El Estudiantes, penúltimo clasificado en la pasada Liga Endesa, no bajará. Y seguramente mañana se confirme que el colista, el Gipuzkoa, tiene asegurada también su plaza ya que el Ourense parece que no podrá cumplir hoy con los requisitos económicos exigidos para su ascenso. En conclusión, un año más, no habrá ascensos ni descensos en la ACB, un coto cada vez más cerrado.

Hace un año, cuando el Ourense se ganó en la cancha un puesto en la máxima categoría del baloncesto nacional, después de batallar consiguió que la ACB aplazase sus ascenso a la campaña 2017-2018. Doces meses ha tenido el club gallego para reunir la draconiana exigencia económica para culminar el ascenso: tres millones por sus inscripción. Un vuelco político hizo que la entidad perdiera el apoyo público y tiene hasta esta medianoche par depositar el dinero. Si no, el tren habrá pasado tras un curso en el que jugó sin motivación alguna, pues nada se jugaba hiciera lo que hiciera en la LEB Oro: fue octavo tras quedar campeón un curso antes.

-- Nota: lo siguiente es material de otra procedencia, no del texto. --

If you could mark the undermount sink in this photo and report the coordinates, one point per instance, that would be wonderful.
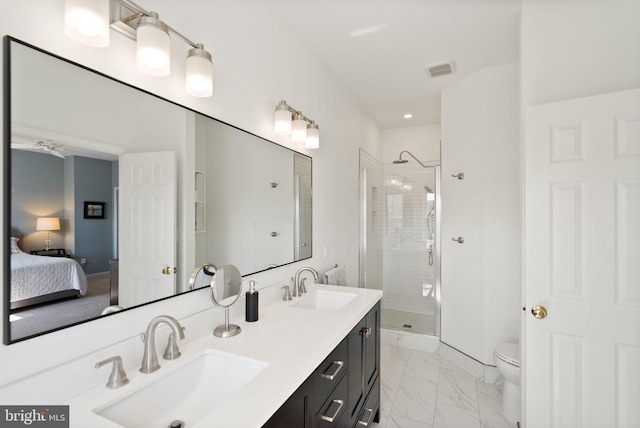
(186, 394)
(324, 300)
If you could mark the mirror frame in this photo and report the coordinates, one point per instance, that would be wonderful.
(6, 200)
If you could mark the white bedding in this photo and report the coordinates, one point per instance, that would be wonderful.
(33, 276)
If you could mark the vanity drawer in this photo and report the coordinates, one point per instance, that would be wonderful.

Y la historia podría repetir por partida doble, ya que Palencia, campeón este año, y Melilla, que logró su plaza en los play off, solicitaron a la ACB aplazar su ascenso una temporada. No pueden pagar el canon de más de tres millones a fondo perdido y han pedido aplazar al próximo verano el salto de categoría. Es algo no recogido por los estatutos de la ACB (lo de Ourense fue por un acuerdo tras una batalla legal) y los clubes lo tratarán en la asamblea general cuando el presente campeonato.

Habrá conjuntos a los que no les hará gracia esta posibilidad, ya que no considerarán lógico que si este curso han logrado la permanencia deportivamente puedan bajar al siguiente, cuando sí asciendan dos clubes que debían haberlo hecho este curso. ¿Si hay ascensos en diferido, por qué no descensos retroactivos? Es decir, que si el año que viene suben el Palencia y el Melilla desciendan los que debieron hacerlo este año: Estudiantes y Gipuzkoa. ¿Qué votarían estos dos entidades entonces en esa asamblea?

En la 2011-12 ascendió el Iberostar Tenerife adquiriendo la plaza del Lucentum, octavo esa temporada, que renunció a la categoría. En la 2013-2014 subió Andorra gracias al apoyo público del Principado el año pasado el Fuenlabrada, que este ejercicio se ha clasificado para las eliminatorias por el título, eludió el descenso por el acuerdo alcanzado con el Ourense. Entonces, el CB Sevilla tuvo que hacer un gran esfuerzo económico para reinventarse y salvar la categoría en las canchas. Fichó a Penney, Woodside y Luis Casimiro; tuvo que pagar cortes a otros jugadores y técnicos... Todo por lograr la permanencia deportivamente. Gastó un dinero para salir de la cola de la clasificación mientras otros dejaban pasar las jornadas, quizá confiando en que salvarían la categoría en los despachos. No es competencia en igualdad de condiciones, como tampoco lo es el hecho de que haya clubes que año tras año sigan acumulando deudas. Y uno que está al corriente de todo, como el CB Sevilla, es el que puede desaparecer.